Dealership Sings Blues

A 75-year old dealership on the outskirts of Detroit called upon the city's finest blues bands to help serenade sales during an annual car cruise. They drew 2,000 people to the used-car lot and helped raise money for the Rotary Club. Blues music doesn't have a color or a city line, says Dennis Valentine, general manager of Merollis Chevrolet in Eastpointe, MI. We welcomed people from all over Detroit

A 75-year old dealership on the outskirts of Detroit called upon the city's finest blues bands to help serenade sales during an annual car cruise. They drew 2,000 people to the used-car lot and helped raise money for the Rotary Club.

“Blues music doesn't have a color or a city line,” says Dennis Valentine, general manager of Merollis Chevrolet in Eastpointe, MI. “We welcomed people from all over Detroit and the suburbs.”

The concert — dubbed the Blues Cruise — occurred Friday and Saturday evenings during an annual June Gratiot Avenue Cruise, a two-mile parade of classic Chevrolets, Fords and Chryslers along the eight-mile roadway. The Eastpointe Rotary budgeted $22,000 to purchase a tent, extra security and a lineup of 10 bands.

Outside the dealership, the crew changed its display vehicles every two hours, from SSR's to Avalanches to shiny red Corvettes. Members of the Street Lethal Performance Club parked their vintage Camaros on the lot.

Traffic moved at a snail's pace so the vehicles had maximum exposure, according to Valentine. “If I was to do one thing differently I'd start the live music earlier on Saturday,” he says. Crowd counts were highest when the bands played.

Serenading sales is nothing new, according to Skip Harkness, director of the National Automobile Dealers Assn.'s 20 Group. He recalls one Midwest dealership that has bluegrass musicians perform for prizes in the showroom. A dealership in Montana once hosted a battle of the bands for rock performers.

“Give people many more reasons to come out shopping for a car. Once one dealership does it, the idea is there forever, Harkness said. No dealer to his knowledge has hosted a blues concert, another idea to add to brainstorming sessions.

The Rotarians approached Merollis Chevrolet, asking to use its used-car lot on cruise weekend. They sought a visible beacon to the south end of town where business is more marginal. Another dealership, Drummy Oldsmobile, went out of business in 2002, leaving its empty carcass behind. The club hopes to raise money for a public swimming pool nearby.

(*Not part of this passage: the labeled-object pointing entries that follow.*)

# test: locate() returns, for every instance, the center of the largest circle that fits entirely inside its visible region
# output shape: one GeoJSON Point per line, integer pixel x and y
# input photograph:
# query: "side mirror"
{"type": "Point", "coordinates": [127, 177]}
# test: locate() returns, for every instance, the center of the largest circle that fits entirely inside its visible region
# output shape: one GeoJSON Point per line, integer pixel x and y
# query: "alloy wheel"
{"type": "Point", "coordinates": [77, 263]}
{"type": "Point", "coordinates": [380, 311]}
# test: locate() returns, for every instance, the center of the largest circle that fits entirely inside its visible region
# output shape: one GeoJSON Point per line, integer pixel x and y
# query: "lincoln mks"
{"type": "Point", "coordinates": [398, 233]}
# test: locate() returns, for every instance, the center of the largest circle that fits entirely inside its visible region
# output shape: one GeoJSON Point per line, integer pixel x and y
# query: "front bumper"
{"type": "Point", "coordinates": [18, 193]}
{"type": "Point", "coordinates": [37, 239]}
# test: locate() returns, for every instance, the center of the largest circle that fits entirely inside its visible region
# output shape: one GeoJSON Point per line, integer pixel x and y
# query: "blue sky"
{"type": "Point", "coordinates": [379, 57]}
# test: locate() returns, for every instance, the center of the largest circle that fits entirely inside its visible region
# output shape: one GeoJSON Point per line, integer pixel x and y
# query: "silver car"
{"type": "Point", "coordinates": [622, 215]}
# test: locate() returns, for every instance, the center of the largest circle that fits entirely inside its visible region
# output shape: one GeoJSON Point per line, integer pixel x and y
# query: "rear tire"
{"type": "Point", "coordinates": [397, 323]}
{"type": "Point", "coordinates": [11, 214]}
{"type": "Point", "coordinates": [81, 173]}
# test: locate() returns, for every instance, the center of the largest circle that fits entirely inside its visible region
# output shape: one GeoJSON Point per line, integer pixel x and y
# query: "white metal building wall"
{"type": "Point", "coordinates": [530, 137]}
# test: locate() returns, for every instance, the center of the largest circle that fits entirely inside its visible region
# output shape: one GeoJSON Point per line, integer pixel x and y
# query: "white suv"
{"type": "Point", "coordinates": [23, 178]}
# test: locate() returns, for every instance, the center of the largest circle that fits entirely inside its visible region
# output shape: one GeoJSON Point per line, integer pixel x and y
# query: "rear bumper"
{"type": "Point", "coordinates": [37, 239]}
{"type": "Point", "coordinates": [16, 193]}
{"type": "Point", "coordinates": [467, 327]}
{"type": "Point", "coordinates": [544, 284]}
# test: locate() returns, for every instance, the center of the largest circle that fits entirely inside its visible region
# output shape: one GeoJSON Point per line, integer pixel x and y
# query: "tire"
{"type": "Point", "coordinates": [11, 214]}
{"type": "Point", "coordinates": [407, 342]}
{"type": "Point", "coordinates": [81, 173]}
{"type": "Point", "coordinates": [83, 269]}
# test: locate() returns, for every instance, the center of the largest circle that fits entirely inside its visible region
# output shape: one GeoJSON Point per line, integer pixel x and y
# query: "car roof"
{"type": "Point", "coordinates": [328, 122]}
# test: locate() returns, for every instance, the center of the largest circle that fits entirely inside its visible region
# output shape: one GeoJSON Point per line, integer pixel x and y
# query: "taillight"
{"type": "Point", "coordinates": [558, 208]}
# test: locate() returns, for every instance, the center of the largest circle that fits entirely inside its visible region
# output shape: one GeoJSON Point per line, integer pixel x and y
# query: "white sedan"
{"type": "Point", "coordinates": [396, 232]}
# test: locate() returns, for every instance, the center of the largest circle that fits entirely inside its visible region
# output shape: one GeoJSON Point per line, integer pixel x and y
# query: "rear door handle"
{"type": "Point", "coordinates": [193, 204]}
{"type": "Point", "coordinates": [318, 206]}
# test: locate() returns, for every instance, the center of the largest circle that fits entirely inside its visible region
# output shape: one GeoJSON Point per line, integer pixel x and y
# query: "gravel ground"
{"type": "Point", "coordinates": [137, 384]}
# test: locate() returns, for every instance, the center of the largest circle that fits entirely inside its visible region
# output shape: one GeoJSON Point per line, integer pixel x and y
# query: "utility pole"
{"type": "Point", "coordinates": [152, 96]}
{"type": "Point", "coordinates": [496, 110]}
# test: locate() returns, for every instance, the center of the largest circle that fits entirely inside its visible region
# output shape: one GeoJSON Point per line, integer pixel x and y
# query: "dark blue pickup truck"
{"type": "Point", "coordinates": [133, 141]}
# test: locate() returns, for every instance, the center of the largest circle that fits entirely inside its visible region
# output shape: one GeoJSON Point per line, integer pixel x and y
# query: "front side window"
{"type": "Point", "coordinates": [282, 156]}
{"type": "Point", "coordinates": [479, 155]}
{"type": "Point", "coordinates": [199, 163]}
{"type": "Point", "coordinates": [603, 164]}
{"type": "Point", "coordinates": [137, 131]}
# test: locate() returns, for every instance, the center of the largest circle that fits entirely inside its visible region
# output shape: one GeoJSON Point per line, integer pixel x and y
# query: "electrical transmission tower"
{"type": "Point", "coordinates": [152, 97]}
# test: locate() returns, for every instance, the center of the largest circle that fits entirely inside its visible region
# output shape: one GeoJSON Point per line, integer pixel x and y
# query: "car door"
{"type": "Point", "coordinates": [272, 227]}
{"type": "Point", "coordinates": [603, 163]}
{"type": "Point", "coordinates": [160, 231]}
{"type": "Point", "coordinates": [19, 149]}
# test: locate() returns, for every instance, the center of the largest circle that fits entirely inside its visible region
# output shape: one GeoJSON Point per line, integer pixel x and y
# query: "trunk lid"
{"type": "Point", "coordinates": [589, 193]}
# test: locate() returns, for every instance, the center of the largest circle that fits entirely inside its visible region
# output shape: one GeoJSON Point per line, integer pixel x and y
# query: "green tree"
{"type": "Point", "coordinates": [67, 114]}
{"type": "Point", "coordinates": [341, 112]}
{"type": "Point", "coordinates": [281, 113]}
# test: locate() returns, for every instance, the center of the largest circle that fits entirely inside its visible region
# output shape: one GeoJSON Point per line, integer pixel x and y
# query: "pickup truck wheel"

Merollis, owned by minority dealer Bill Perkins, generates $55 million in annual sales by retailing 2,200 new and used trucks. It has 15 salespeople. None of the current sales crew rivals its legendary 1960s super-salesman, Joe Girard.

The affable Girard, made the Guinness Book of World Records 12 times for achieving the highest vehicle sales tally in the world. Between 1963-77, he rose to an all-time record of 1,425 cars a year, an average of six new vehicles a day‥

Today, the dealership cultivates sales through charity networking such as the blues concert, exceptional customer service and blanket advertising on cable television.

What does Valentine plan to do differently if he hosts another blues concert?

“We'll double our advertising budget when we do this concert again. I can guarantee we'll repeat it because we had lots of interest in our vehicles,” he says.